Without waiting for a reply, he flashed from the room.
Left alone, I again surveyed the black step- and word-muffling sanctum with its shelves encasing emptiness. A feeling of wary bewilderment was increasing in me with every second: so an animal must feel under vivisection. “What am I to him or them? What do their conceptions need from me?” I resolved to find out. But when the door opened, it admitted two men: my host and a bespectacled, moonfaced person with cropped red hair: leaning his limp, seemingly boneless body on a walking stick, he scrutinized me from the threshold through his round lenses.
“Das,” our host introduced him.
I said my name.
After Das, a third person appeared: a wiry little man the muscles of whose clenched jaws twitched under needlelike eyes, with a thin crack for a mouth. Our host turned to face him.
“Ah, Tyd.”
“Yes, Zez.”
Noticing the puzzled look in my eyes, the one called Zez burst out laughing.

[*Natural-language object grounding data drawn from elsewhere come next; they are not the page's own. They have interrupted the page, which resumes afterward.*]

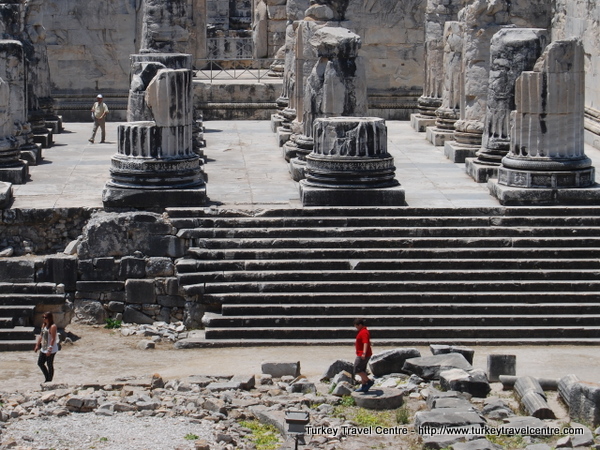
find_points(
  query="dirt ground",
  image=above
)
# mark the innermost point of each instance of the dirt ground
(101, 355)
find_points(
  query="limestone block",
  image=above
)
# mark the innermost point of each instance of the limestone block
(443, 349)
(131, 315)
(429, 367)
(280, 369)
(89, 312)
(140, 291)
(337, 367)
(565, 384)
(501, 365)
(584, 405)
(391, 361)
(427, 422)
(169, 96)
(473, 382)
(132, 267)
(342, 389)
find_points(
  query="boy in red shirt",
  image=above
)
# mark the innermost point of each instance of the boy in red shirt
(363, 354)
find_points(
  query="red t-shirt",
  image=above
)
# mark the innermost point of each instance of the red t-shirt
(362, 337)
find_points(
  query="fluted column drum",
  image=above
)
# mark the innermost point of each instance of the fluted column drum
(350, 164)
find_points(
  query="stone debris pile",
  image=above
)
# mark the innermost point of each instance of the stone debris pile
(439, 402)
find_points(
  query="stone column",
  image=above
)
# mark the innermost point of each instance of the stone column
(449, 111)
(281, 119)
(13, 124)
(513, 50)
(546, 163)
(481, 20)
(350, 165)
(335, 87)
(437, 12)
(156, 165)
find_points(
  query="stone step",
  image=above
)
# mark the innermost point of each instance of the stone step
(317, 310)
(16, 345)
(186, 265)
(389, 342)
(397, 243)
(421, 334)
(17, 334)
(385, 275)
(392, 211)
(31, 299)
(386, 232)
(27, 288)
(6, 322)
(16, 310)
(430, 320)
(401, 286)
(397, 253)
(420, 299)
(380, 220)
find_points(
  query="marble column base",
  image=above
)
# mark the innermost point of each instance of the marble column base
(276, 121)
(318, 196)
(297, 169)
(515, 196)
(17, 174)
(481, 173)
(438, 136)
(6, 195)
(458, 153)
(419, 122)
(283, 136)
(117, 197)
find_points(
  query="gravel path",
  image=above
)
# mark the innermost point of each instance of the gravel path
(119, 432)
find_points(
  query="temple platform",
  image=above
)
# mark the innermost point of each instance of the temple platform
(245, 169)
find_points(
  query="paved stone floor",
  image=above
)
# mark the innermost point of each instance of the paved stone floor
(245, 168)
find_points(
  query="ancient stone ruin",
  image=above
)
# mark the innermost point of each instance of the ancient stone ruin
(156, 164)
(546, 163)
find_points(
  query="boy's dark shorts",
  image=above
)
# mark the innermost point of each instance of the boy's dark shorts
(360, 365)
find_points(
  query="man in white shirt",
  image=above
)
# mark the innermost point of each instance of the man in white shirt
(99, 112)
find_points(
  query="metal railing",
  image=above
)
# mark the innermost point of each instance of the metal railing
(234, 69)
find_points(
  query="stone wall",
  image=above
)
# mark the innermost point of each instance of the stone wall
(392, 34)
(41, 231)
(579, 19)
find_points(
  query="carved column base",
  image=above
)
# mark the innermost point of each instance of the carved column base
(438, 136)
(515, 196)
(420, 122)
(12, 169)
(115, 197)
(350, 166)
(481, 172)
(6, 195)
(457, 152)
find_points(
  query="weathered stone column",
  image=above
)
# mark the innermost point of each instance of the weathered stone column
(449, 111)
(350, 165)
(513, 50)
(481, 20)
(546, 163)
(320, 13)
(437, 12)
(13, 124)
(335, 87)
(156, 165)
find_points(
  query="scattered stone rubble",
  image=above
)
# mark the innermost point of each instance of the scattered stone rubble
(455, 395)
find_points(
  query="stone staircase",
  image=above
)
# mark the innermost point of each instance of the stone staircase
(419, 276)
(17, 310)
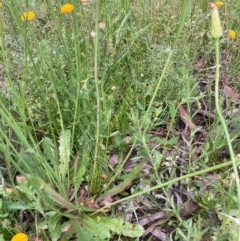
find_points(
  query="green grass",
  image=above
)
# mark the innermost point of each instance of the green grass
(75, 96)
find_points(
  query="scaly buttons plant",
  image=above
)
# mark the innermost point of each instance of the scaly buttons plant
(216, 28)
(29, 16)
(67, 8)
(20, 237)
(219, 3)
(232, 34)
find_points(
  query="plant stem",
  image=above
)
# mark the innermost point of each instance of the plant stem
(171, 182)
(218, 109)
(96, 43)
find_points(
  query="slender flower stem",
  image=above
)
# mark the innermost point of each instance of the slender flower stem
(218, 109)
(96, 42)
(171, 182)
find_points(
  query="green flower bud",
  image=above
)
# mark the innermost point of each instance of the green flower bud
(216, 28)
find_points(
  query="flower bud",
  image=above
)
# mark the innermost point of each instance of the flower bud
(216, 28)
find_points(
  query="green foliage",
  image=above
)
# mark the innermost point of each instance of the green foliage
(73, 92)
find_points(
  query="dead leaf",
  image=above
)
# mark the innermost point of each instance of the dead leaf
(185, 118)
(229, 93)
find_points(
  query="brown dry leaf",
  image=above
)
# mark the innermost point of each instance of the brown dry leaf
(149, 219)
(229, 93)
(185, 118)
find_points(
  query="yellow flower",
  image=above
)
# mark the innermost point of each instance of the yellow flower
(20, 237)
(232, 34)
(219, 3)
(216, 28)
(67, 8)
(29, 16)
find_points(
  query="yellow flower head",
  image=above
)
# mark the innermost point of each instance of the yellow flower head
(216, 28)
(29, 16)
(20, 237)
(219, 3)
(232, 34)
(67, 8)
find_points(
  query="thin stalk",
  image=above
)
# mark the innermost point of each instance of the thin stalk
(219, 112)
(171, 182)
(96, 47)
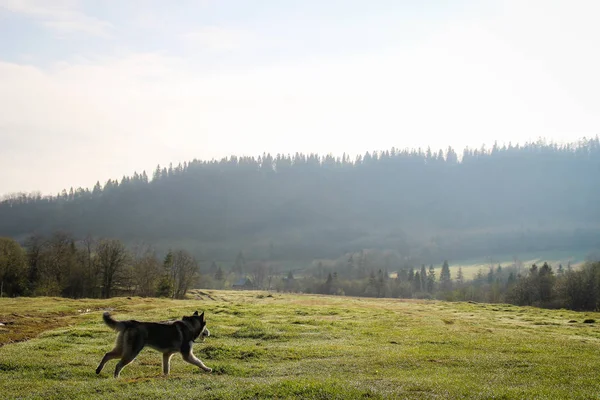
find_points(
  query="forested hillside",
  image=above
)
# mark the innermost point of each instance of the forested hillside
(424, 205)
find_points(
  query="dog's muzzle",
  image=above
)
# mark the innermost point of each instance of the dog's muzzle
(205, 333)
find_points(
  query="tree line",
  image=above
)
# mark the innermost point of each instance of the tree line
(61, 265)
(424, 204)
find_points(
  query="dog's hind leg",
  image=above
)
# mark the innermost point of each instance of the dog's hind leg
(114, 353)
(191, 358)
(167, 362)
(132, 347)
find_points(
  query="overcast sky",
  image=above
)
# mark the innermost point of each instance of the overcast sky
(92, 90)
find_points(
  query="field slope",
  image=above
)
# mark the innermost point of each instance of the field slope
(305, 346)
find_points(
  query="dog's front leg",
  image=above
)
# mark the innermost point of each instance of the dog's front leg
(167, 362)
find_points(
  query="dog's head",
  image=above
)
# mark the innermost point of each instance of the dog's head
(199, 325)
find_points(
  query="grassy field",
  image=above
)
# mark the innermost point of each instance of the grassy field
(305, 346)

“After our conversation, you’ll understand that writers’ names have no place here.” He stressed the last word. “Let them remain on title pages: instead every member of the brotherhood is given a ‘nonsense syllable.’ A certain learned professor Ebbinghaus,* while researching the laws of memory, relied on what he called ‘nonsense syllables’: he took any vowel and placed a consonant either side; from the series of syllables created in this way, he discarded those with even a hint of meaning: the rest he used to study the memorization process, we use them more for … Well, I needn’t go into it. But where are the other conceivers? It’s time.”
As if in reply, there was a knock at the door. Two men entered: Hig and Mov. After a bit, one more appeared, wheezing asthmatically and wiping away sweat: his sobriquet was Fev. Only one armchair remained empty. Finally, the last man entered: he had a softly delineated profile with a steep brow.

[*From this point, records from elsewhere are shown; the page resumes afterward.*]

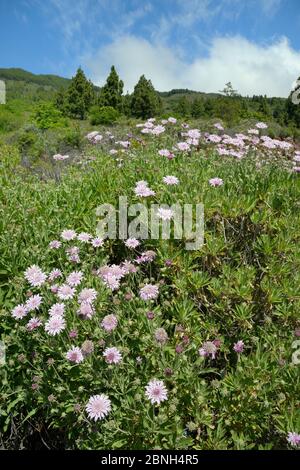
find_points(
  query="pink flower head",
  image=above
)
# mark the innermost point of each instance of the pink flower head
(98, 407)
(239, 346)
(183, 146)
(165, 214)
(156, 391)
(97, 242)
(68, 235)
(161, 335)
(86, 310)
(35, 276)
(261, 125)
(170, 180)
(293, 438)
(33, 303)
(216, 182)
(73, 254)
(208, 349)
(128, 267)
(112, 355)
(157, 130)
(149, 292)
(132, 243)
(109, 322)
(253, 131)
(193, 133)
(111, 281)
(55, 325)
(55, 273)
(75, 278)
(84, 237)
(65, 292)
(57, 309)
(146, 257)
(87, 295)
(75, 355)
(33, 323)
(142, 189)
(19, 312)
(164, 153)
(55, 244)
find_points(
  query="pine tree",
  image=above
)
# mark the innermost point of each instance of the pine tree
(197, 108)
(229, 91)
(111, 94)
(293, 106)
(145, 101)
(79, 96)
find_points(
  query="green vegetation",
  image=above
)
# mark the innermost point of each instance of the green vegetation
(220, 332)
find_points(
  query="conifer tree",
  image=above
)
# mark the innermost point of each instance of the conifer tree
(293, 106)
(111, 94)
(79, 96)
(145, 101)
(197, 108)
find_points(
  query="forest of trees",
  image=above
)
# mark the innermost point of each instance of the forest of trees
(106, 104)
(77, 98)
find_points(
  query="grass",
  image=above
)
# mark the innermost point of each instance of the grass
(243, 284)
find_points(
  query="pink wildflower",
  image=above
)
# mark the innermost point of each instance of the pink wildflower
(156, 391)
(98, 407)
(112, 355)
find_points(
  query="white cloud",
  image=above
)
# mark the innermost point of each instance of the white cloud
(252, 68)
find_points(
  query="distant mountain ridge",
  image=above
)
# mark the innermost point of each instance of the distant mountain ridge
(18, 74)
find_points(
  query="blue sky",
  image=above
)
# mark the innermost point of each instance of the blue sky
(199, 44)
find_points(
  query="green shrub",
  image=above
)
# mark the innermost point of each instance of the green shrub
(103, 115)
(71, 138)
(47, 116)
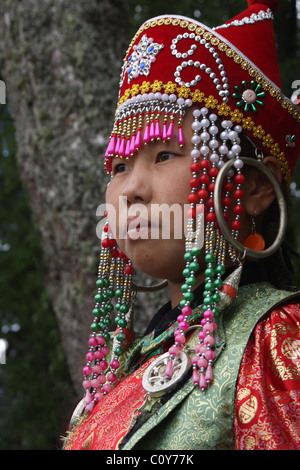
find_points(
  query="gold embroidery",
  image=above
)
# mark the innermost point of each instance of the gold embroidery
(249, 443)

“You’re late, Rar,” the president greeted him. Rar raised his eyes, their look was remote and faraway.
2
FOR A MINUTE there was silence. Everyone watched as Mov, squatting down, made a fire in the grate. Following his movements, the slowness of which recalled the performance of a ritual, I was able to study him: he was considerably younger than the rest; the glints soon dancing on his face picked out the capricious line of a striking mouth and keenly quivering nostrils. When the crackling wood had begun to hiss, the president picked up the cast-iron tongs and banged them against the logs. “Attention. The seventy-third Saturday of the Letter Killers Club is now open.” Then, prolonging the ritual, he walked slowly to the door: click-click. The key’s steel bit gleamed in Zez’s outstretched hand. “Rar: the key and the floor.”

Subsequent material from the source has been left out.